The Company’s operations are managed on the basis of three geographic regions, Americas, EMEA (Europe, Middle East, and Africa) and Asia. Management evaluates the performance of such regions and allocates resources to them based primarily on revenue. The Company has evaluated the criteria for aggregation of its geographic regions under SFAS 131 and believes it meets each of the respective criteria set forth therein. The Company’s geographic regions maintain similar sales forces, each of which offer all of the Company’s services due to their similar nature. In addition, the geographic regions utilize similar means for delivering the Company’s services; have similarity in the types of customers receiving the products and services; and distribute the Company’s services over a unified network and using comparable data center facilities and technology.
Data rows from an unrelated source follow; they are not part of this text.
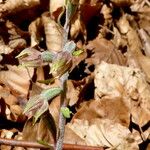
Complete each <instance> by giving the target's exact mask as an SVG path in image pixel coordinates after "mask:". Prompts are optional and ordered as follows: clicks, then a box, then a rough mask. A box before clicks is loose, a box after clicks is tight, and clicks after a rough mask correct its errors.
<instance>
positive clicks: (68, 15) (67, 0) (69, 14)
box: [66, 0, 77, 23]
mask: <svg viewBox="0 0 150 150" xmlns="http://www.w3.org/2000/svg"><path fill="white" fill-rule="evenodd" d="M76 9H77V5H75V4H73V3H72V2H71V1H70V0H66V10H67V11H66V15H67V17H68V18H69V22H70V20H71V18H72V17H73V15H74V14H75V12H76ZM69 22H68V23H69Z"/></svg>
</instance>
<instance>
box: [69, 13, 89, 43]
mask: <svg viewBox="0 0 150 150" xmlns="http://www.w3.org/2000/svg"><path fill="white" fill-rule="evenodd" d="M79 33H82V34H83V37H84V39H85V40H86V36H87V32H86V27H85V24H84V23H83V20H82V19H81V15H80V13H79V12H77V13H76V14H75V15H74V17H73V18H72V20H71V27H70V36H71V38H72V39H75V38H76V37H77V36H78V35H79Z"/></svg>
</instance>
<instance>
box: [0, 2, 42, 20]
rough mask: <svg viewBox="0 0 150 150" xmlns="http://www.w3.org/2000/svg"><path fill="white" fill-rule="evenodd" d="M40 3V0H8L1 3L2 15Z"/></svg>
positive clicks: (27, 7) (16, 10)
mask: <svg viewBox="0 0 150 150" xmlns="http://www.w3.org/2000/svg"><path fill="white" fill-rule="evenodd" d="M39 4H40V0H15V1H14V0H7V1H5V3H4V4H0V17H1V16H4V15H8V14H10V13H13V12H17V11H20V10H23V9H27V8H31V7H33V6H36V5H39Z"/></svg>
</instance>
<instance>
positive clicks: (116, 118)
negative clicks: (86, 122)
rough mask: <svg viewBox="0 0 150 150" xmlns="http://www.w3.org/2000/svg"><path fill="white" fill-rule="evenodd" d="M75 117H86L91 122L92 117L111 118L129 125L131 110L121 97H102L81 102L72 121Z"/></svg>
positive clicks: (73, 116)
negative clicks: (98, 99)
mask: <svg viewBox="0 0 150 150" xmlns="http://www.w3.org/2000/svg"><path fill="white" fill-rule="evenodd" d="M75 119H85V120H88V121H89V122H91V120H92V119H109V120H112V121H113V122H115V123H120V124H121V125H123V126H126V127H128V126H129V124H130V110H129V108H128V107H127V106H126V104H125V103H124V101H123V100H122V99H120V98H112V99H111V98H108V99H105V98H102V99H100V100H90V101H88V102H84V103H83V104H81V106H80V108H79V109H78V110H77V113H75V115H74V116H73V118H72V121H73V120H75Z"/></svg>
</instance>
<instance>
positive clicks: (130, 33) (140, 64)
mask: <svg viewBox="0 0 150 150" xmlns="http://www.w3.org/2000/svg"><path fill="white" fill-rule="evenodd" d="M117 25H118V27H119V29H120V31H121V33H123V34H126V36H127V41H128V45H129V49H128V53H127V57H128V58H127V59H128V62H131V63H129V65H130V66H132V65H133V64H134V65H135V66H136V67H139V68H140V69H141V70H142V71H143V72H144V73H145V75H146V76H147V80H148V81H150V69H149V68H150V58H149V57H146V56H144V55H143V54H142V51H141V50H142V44H141V40H140V39H139V36H138V33H137V32H136V30H134V29H133V28H132V27H131V26H130V24H129V21H128V19H127V16H126V15H124V16H123V17H121V18H120V20H119V22H118V24H117Z"/></svg>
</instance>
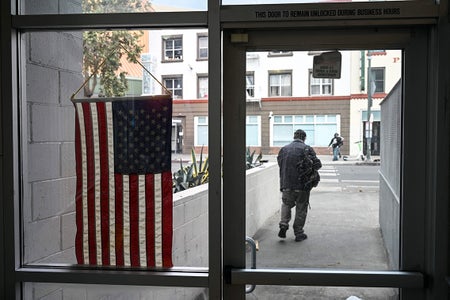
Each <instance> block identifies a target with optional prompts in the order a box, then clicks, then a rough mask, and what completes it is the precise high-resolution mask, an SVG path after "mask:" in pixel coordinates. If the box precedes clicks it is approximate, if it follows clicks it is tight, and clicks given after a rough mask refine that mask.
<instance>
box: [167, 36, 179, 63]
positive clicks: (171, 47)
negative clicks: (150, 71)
mask: <svg viewBox="0 0 450 300" xmlns="http://www.w3.org/2000/svg"><path fill="white" fill-rule="evenodd" d="M182 59H183V38H182V36H170V37H163V61H166V62H167V61H180V60H182Z"/></svg>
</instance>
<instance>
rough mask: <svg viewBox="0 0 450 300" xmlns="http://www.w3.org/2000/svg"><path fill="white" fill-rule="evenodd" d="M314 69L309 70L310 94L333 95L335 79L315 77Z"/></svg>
mask: <svg viewBox="0 0 450 300" xmlns="http://www.w3.org/2000/svg"><path fill="white" fill-rule="evenodd" d="M312 74H313V73H312V71H309V95H310V96H320V95H333V79H330V78H314V77H313V76H312Z"/></svg>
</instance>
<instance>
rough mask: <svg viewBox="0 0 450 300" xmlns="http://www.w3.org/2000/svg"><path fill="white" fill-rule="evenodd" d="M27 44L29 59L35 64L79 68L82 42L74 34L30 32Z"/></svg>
mask: <svg viewBox="0 0 450 300" xmlns="http://www.w3.org/2000/svg"><path fill="white" fill-rule="evenodd" d="M28 46H29V53H30V61H31V62H33V63H35V64H38V65H42V66H47V67H50V68H55V69H62V70H70V71H74V72H79V71H80V70H81V65H82V57H83V52H82V43H81V40H80V39H78V38H76V37H75V36H74V35H71V34H68V33H64V32H32V33H30V39H29V45H28ZM48 49H52V51H48Z"/></svg>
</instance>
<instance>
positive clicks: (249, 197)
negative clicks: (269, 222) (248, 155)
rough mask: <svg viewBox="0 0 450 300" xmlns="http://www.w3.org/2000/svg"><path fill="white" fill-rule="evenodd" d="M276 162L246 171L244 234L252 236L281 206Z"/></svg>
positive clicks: (280, 194) (254, 233) (280, 201)
mask: <svg viewBox="0 0 450 300" xmlns="http://www.w3.org/2000/svg"><path fill="white" fill-rule="evenodd" d="M278 173H279V168H278V165H277V163H274V162H269V163H265V164H263V165H262V166H260V167H257V168H253V169H250V170H248V171H247V177H246V187H247V192H246V193H247V194H246V210H247V212H246V216H247V219H246V226H247V228H246V234H247V236H250V237H253V236H254V235H255V233H256V231H257V230H258V229H259V228H261V227H262V225H263V224H264V222H265V221H266V220H267V219H268V218H269V217H271V216H273V215H274V214H275V213H276V212H277V211H278V210H279V209H280V207H281V194H280V184H279V180H280V179H279V175H278Z"/></svg>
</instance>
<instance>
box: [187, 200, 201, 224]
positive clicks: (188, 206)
mask: <svg viewBox="0 0 450 300" xmlns="http://www.w3.org/2000/svg"><path fill="white" fill-rule="evenodd" d="M202 201H204V199H203V198H194V199H192V201H189V202H188V203H186V221H187V222H190V221H191V220H194V219H195V218H197V217H198V216H200V214H201V211H202Z"/></svg>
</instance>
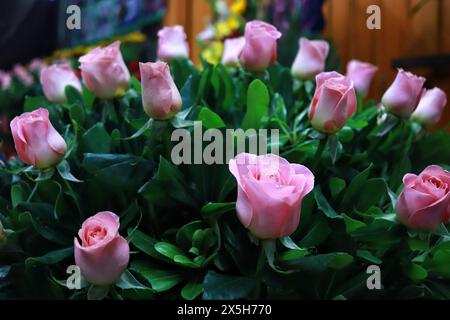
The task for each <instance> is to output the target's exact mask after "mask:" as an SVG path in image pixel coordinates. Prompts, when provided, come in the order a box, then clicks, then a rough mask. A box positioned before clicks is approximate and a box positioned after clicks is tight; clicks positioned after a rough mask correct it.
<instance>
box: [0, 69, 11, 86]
mask: <svg viewBox="0 0 450 320" xmlns="http://www.w3.org/2000/svg"><path fill="white" fill-rule="evenodd" d="M11 80H12V79H11V75H10V74H9V73H8V72H5V71H2V70H0V87H1V89H2V90H3V91H5V90H8V88H9V86H10V85H11Z"/></svg>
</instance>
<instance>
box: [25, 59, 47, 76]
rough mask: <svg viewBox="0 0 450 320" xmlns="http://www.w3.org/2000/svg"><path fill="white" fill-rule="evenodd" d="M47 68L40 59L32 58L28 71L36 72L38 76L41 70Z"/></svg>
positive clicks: (44, 63)
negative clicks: (29, 70)
mask: <svg viewBox="0 0 450 320" xmlns="http://www.w3.org/2000/svg"><path fill="white" fill-rule="evenodd" d="M46 66H47V64H46V63H45V62H44V61H42V59H39V58H34V59H33V60H31V62H30V65H29V66H28V69H30V71H34V72H37V73H38V74H41V72H42V70H44V68H45V67H46Z"/></svg>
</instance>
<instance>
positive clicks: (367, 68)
mask: <svg viewBox="0 0 450 320" xmlns="http://www.w3.org/2000/svg"><path fill="white" fill-rule="evenodd" d="M377 71H378V67H377V66H374V65H373V64H370V63H367V62H362V61H358V60H351V61H349V63H348V64H347V77H348V78H349V79H350V80H352V81H353V84H354V85H355V89H356V91H357V92H358V94H359V95H360V96H361V98H365V97H366V96H367V93H368V92H369V89H370V84H371V83H372V79H373V76H374V75H375V73H376V72H377Z"/></svg>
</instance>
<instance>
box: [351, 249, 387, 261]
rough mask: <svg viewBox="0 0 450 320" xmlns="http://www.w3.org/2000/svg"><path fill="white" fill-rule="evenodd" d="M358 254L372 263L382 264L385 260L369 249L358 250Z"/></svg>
mask: <svg viewBox="0 0 450 320" xmlns="http://www.w3.org/2000/svg"><path fill="white" fill-rule="evenodd" d="M356 255H357V256H358V257H360V258H362V259H364V260H366V261H368V262H370V263H374V264H382V263H383V261H382V260H380V259H379V258H377V257H375V256H374V255H373V254H372V253H370V251H368V250H356Z"/></svg>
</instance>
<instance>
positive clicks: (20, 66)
mask: <svg viewBox="0 0 450 320" xmlns="http://www.w3.org/2000/svg"><path fill="white" fill-rule="evenodd" d="M12 73H13V75H14V76H16V77H17V78H18V79H19V80H20V81H21V82H22V83H23V84H25V85H27V86H31V85H32V84H33V75H32V74H31V73H30V72H29V71H28V70H27V69H25V67H24V66H23V65H21V64H16V65H14V66H13V70H12Z"/></svg>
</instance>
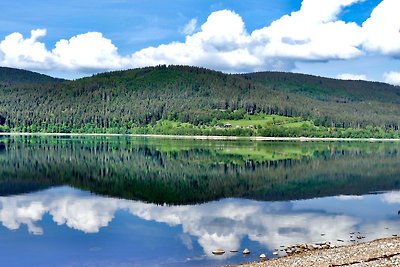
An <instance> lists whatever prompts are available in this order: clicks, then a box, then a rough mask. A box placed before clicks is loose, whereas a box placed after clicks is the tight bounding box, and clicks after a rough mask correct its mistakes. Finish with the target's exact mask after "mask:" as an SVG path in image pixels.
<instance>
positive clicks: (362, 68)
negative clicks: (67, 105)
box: [0, 0, 400, 84]
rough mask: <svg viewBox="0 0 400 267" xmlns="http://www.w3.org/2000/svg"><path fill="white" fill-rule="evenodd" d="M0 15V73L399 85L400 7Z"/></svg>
mask: <svg viewBox="0 0 400 267" xmlns="http://www.w3.org/2000/svg"><path fill="white" fill-rule="evenodd" d="M0 10H2V14H1V16H0V65H1V66H9V67H17V68H24V69H30V70H34V71H39V72H42V73H46V74H50V75H54V76H58V77H64V78H78V77H82V76H86V75H91V74H93V73H97V72H102V71H108V70H114V69H127V68H135V67H143V66H150V65H158V64H184V65H196V66H204V67H208V68H211V69H216V70H221V71H224V72H251V71H265V70H278V71H294V72H302V73H310V74H316V75H322V76H328V77H336V78H345V79H368V80H378V81H386V82H389V83H392V84H400V60H399V58H400V33H399V30H400V16H398V15H397V13H398V12H396V10H397V11H398V10H400V1H398V0H324V1H321V0H269V1H265V0H248V1H238V0H231V1H228V0H222V1H211V0H201V1H198V0H170V1H165V0H114V1H112V0H97V1H94V0H87V1H78V0H68V1H66V0H59V1H54V0H53V1H51V0H44V1H36V2H32V1H28V0H19V1H15V0H14V1H11V0H2V1H1V2H0Z"/></svg>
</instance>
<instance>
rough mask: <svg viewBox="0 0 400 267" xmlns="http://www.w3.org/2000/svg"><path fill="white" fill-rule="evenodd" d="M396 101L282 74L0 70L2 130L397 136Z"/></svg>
mask: <svg viewBox="0 0 400 267" xmlns="http://www.w3.org/2000/svg"><path fill="white" fill-rule="evenodd" d="M399 104H400V87H398V86H392V85H388V84H384V83H378V82H367V81H345V80H336V79H329V78H323V77H316V76H311V75H304V74H294V73H283V72H260V73H248V74H225V73H222V72H217V71H212V70H208V69H205V68H199V67H190V66H165V65H162V66H157V67H147V68H140V69H131V70H125V71H114V72H108V73H100V74H97V75H93V76H91V77H85V78H82V79H77V80H63V79H56V78H52V77H49V76H46V75H42V74H38V73H34V72H29V71H25V70H17V69H11V68H0V131H2V132H9V131H18V132H62V133H123V134H130V133H160V134H194V135H199V134H201V135H238V136H253V135H257V136H310V137H313V136H316V137H378V138H382V137H389V138H393V137H396V138H397V137H399V125H400V117H399V115H398V114H400V105H399ZM274 116H276V118H277V119H278V120H281V121H282V120H283V121H291V120H295V122H296V123H295V124H293V123H292V124H285V123H276V122H275V121H273V122H272V123H267V121H268V120H270V119H271V118H273V117H274ZM260 117H261V118H263V119H265V121H266V122H265V123H263V122H262V121H260ZM254 119H255V120H258V121H259V123H258V124H247V125H246V126H241V125H240V123H239V125H234V127H231V126H230V125H232V123H231V122H232V121H240V120H254ZM227 122H230V123H227ZM227 125H228V126H229V127H228V126H227Z"/></svg>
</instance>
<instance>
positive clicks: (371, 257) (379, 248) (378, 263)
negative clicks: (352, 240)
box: [240, 237, 400, 267]
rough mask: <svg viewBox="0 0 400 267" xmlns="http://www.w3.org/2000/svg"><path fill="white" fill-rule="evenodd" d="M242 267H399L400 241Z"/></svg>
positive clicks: (384, 243) (346, 246) (305, 253)
mask: <svg viewBox="0 0 400 267" xmlns="http://www.w3.org/2000/svg"><path fill="white" fill-rule="evenodd" d="M240 266H241V267H278V266H279V267H289V266H290V267H295V266H296V267H302V266H304V267H305V266H318V267H334V266H351V267H367V266H368V267H369V266H378V267H379V266H400V238H399V237H394V238H383V239H378V240H374V241H371V242H366V243H361V244H357V245H351V246H342V247H335V248H328V249H321V250H313V251H307V252H303V253H300V254H295V255H292V256H286V257H281V258H276V259H271V260H267V261H263V262H253V263H248V264H243V265H240Z"/></svg>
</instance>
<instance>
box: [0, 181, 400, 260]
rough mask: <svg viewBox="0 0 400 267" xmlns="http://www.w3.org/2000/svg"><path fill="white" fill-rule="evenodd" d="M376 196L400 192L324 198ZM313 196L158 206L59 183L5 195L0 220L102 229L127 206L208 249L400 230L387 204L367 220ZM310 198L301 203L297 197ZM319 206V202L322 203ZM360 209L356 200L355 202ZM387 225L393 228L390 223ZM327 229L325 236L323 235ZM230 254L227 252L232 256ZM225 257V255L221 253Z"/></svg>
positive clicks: (10, 222) (192, 243)
mask: <svg viewBox="0 0 400 267" xmlns="http://www.w3.org/2000/svg"><path fill="white" fill-rule="evenodd" d="M370 198H374V199H375V200H374V201H375V202H376V203H377V204H376V205H377V206H376V207H375V208H379V206H385V205H386V206H387V205H392V204H398V203H400V192H389V193H385V194H382V195H379V196H376V195H367V196H364V197H363V198H360V197H354V198H352V197H345V198H335V197H332V198H325V201H326V200H328V202H327V203H329V201H336V202H337V201H342V202H343V201H346V203H345V205H347V203H348V202H349V201H353V202H352V204H354V203H358V204H357V205H364V204H363V201H364V200H365V199H370ZM313 201H314V202H315V201H320V200H318V199H315V200H307V201H292V202H257V201H252V200H239V199H225V200H221V201H214V202H209V203H206V204H201V205H191V206H159V205H155V204H148V203H142V202H138V201H130V200H123V199H114V198H106V197H101V196H95V195H90V194H89V193H86V192H82V191H78V190H75V189H70V188H65V187H63V188H55V189H50V190H46V191H42V192H37V193H32V194H27V195H18V196H10V197H1V198H0V221H1V223H2V224H3V225H4V226H5V227H6V228H8V229H10V230H16V229H18V228H20V226H21V225H26V226H27V228H28V231H29V232H30V233H32V234H36V235H40V234H44V232H45V230H44V229H42V228H41V227H39V226H37V224H39V222H40V221H41V220H42V219H43V216H44V215H45V214H49V215H50V216H51V218H52V220H53V221H54V222H55V223H57V224H58V225H67V226H68V227H69V228H72V229H76V230H79V231H83V232H85V233H97V232H99V231H100V230H101V228H102V227H107V226H108V225H109V224H110V222H111V221H112V220H113V218H114V216H115V214H116V212H117V211H120V210H124V211H126V212H129V213H130V214H132V215H134V216H137V217H139V218H141V219H143V220H147V221H155V222H158V223H164V224H167V225H169V226H181V227H182V231H183V232H182V234H181V235H180V237H179V238H180V239H181V241H182V243H183V244H184V245H185V246H186V247H187V248H188V249H189V250H190V249H193V243H192V242H193V240H194V239H193V238H192V237H194V238H195V239H197V241H198V243H199V244H200V245H201V246H202V248H203V249H204V252H205V253H206V254H207V255H211V251H212V250H214V249H215V248H224V249H226V250H229V249H240V248H241V242H242V240H243V239H244V238H248V239H250V240H251V241H254V242H258V243H260V244H262V245H263V246H265V247H266V248H268V249H269V250H272V249H274V248H279V246H280V245H289V244H296V243H299V242H306V243H314V242H322V241H325V240H331V241H336V240H337V239H349V232H350V231H360V232H362V233H363V234H365V235H367V238H368V239H374V238H379V237H382V236H390V235H391V234H393V233H399V232H400V225H399V224H398V218H397V217H393V216H392V217H391V216H390V214H387V212H386V211H385V209H382V214H381V215H380V217H379V218H375V219H374V220H369V221H368V222H363V220H362V219H360V218H359V217H357V215H353V214H350V213H345V212H338V211H335V209H334V208H332V207H331V206H329V205H327V206H326V209H321V208H318V209H316V208H315V207H313V205H312V203H313ZM303 202H304V203H306V202H307V203H311V204H308V206H307V207H305V206H304V205H303V206H301V205H300V206H301V207H299V205H297V204H298V203H303ZM319 207H320V206H319ZM354 208H355V209H357V206H355V207H354ZM386 228H388V229H386ZM321 233H325V236H321ZM229 255H230V254H226V255H225V257H229ZM222 258H223V257H222Z"/></svg>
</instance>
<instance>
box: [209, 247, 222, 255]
mask: <svg viewBox="0 0 400 267" xmlns="http://www.w3.org/2000/svg"><path fill="white" fill-rule="evenodd" d="M212 254H214V255H222V254H225V250H223V249H222V248H218V249H216V250H213V252H212Z"/></svg>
Based on these factors, management has determined that the Company has one reportable segment.

The table below presents selected financial information for the Company’s geographic regions as of and for the years ended December 31, 2008, 2007, and 2006:

 

     Years Ended December 31,
     2008    2007    2006

Revenue:

        

Americas

   $ 721,742    $ 680,967    $ 641,221

EMEA

     101,303      86,821      82,364

Asia

     33,996      26,045      40,386
                    

Total revenue

   $ 857,041    $ 793,833    $ 763,971
                    
     December 31,     
     2008    2007   

Property and equipment, net:

        

Americas

   $ 640,037    $ 577,553   

EMEA

     74,162      26,462   

Asia

     22,447      12,569   
                

Property and equipment, net

   $ 736,646    $ 616,584   
                

For the years ended December 31, 2008, 2007, and 2006, revenue earned in the U.S. represented approximately 84%, 86%, and 84% of total revenue, respectively. Substantially all of the Company’s other non-current assets reside in the Americas geographic region.

 

64


Table of Contents

NOTE 18—QUARTERLY FINANCIAL DATA (UNAUDITED)

 

     Year Ended December 31, 2008 (by quarter)
     First     Second     Third     Fourth

Revenue

   $ 203,283     $ 212,941     $ 218,363     $ 222,454

Cost of revenue (1)

     118,651       122,872       127,050       126,704

Income (loss) from operations (2)

     (420 )     867       11,069       15,017

Net income (loss)

     (4,222 )     (7,384 )     (562 )     3,011

Basic income (loss) per common share (4)

     (0.08 )     (0.14 )     (0.01 )     0.06

Diluted income (loss) per common share (4)

     (0.08 )     (0.14 )     (0.01 )     0.06

 

     Year Ended December 31, 2007 (by quarter)  
     First    Second    Third    Fourth  

Revenue

   $ 205,248    $ 200,554    $ 190,262    $ 197,769  

Cost of revenue (1)

     116,675      113,755      112,348      111,555  

Income from operations (2) (3)

     138,955      192,537      3,734      2,774  

Net income (loss)

     114,541      133,273      5,269      (2,492 )

Basic income (loss) per common share (4)

     2.20      2.53      0.10      (0.05 )

Diluted income (loss) per common share (4)

     2.13      2.36      0.10      (0.05 )

 

(1) Excludes depreciation, amortization, and accretion, which are reported separately, and includes non-cash equity-based compensation expense of $1.5 million, $1.6 million, $0.2 million, $0.1 million, $1.4 million, $1.5 million, $1.4 million, and $1.4 million for the first, second, third, and fourth quarters of 2008 and 2007, respectively
(2) Includes non-cash equity-based compensation expense of $8.9 million, $9.6 million, $2.4 million, $2.0 million, $7.8 million, $8.2 million, $8.7 million, and $9.0 million for the first, second, third, and fourth quarters of 2008 and 2007, respectively.
(3) Includes the gain on sale of the CDN Assets of $125.2 million for the first quarter of 2007 and gain on sale of certain data center assets of $180.8 million for the second quarter of 2007.
(4) Quarterly and annual computations are prepared independently. Therefore, the sum of per share amounts for the quarters may not agree exactly with per share amounts for the year.